The United States, though supportive of this international precedent, has failed to adopt its premise. Some policy makers perceive it as constricting U.S. foreign policy, but ratifying it would do quite the opposite. The Law of the Sea would expand U.S. policy by guaranteeing rights to the rich energy resource and mineral deposits contained within the North American continental shelf.

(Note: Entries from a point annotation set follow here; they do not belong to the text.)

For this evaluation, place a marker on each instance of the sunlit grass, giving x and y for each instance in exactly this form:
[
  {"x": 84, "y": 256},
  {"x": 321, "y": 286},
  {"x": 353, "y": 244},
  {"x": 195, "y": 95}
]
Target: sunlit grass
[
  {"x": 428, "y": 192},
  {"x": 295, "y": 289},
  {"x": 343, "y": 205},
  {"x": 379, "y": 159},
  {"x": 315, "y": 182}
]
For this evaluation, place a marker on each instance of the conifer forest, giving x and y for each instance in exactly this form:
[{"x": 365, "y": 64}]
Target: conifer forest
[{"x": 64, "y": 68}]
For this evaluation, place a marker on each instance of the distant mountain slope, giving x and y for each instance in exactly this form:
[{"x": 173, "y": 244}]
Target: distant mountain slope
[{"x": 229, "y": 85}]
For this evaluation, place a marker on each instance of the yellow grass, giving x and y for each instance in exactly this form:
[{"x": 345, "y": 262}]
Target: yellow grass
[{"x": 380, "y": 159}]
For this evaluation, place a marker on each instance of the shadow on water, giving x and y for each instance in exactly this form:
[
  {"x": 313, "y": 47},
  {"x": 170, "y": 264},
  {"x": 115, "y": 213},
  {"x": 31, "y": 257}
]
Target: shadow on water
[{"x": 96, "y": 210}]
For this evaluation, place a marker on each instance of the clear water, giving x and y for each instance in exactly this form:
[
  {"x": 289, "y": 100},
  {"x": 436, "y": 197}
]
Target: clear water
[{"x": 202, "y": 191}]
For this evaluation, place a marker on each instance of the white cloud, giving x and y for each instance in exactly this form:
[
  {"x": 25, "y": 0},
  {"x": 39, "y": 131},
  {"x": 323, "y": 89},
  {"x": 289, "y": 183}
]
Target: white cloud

Much has already been written about how our failure to ratify the Convention prevents us from reaping billions of dollars from the rights to oil, natural gas and rare earth mineral resources in our extended continental shelf (indeed, puzzling considering our country’s current financial situation). What is left unsaid, however, is how we continually strain our credibility with allies who wish to work with us, despite our failure to ratify the Convention. This tension plays out every day at the International Maritime Organization, where the United States must gain global support to fight piracy, and keep our sea lanes safe and our waters clean
Vlasic’s main point is that the Law of the Sea would greatly aid the U.S.’s legal stance in fighting pirates, specifically around the horn of Africa and Gulf of Aden. Security is the focus in this, but energy is the subtle undertone throughout as that’s what needs securing. Rigs and U.S. bound tankers can be protected by the Law, as laid out below:
The Convention removes all ambiguity. It specifically spells out criminal laws and jurisdiction throughout world’s oceans. It locks-in freedom of navigation, asserting that no state may subject any part of the high seas to its sovereignty. It gives every state the right to sail ships flying its flag on the high seas, conduct military exercises, fight illicit drug trafficking, and gather intelligence — all essential to our national defense. For these reasons, our military commanders have long advocated for its ratification.
Better than a good insurance policy one could take out for their oil tanker, the Convention of the Law of the Sea would protect U.S. interests, and clarify the reach of international law on the High Seas. This is important in light of increased tensions between Iran and the U.S., especially those centered around the Strait of Hormuz.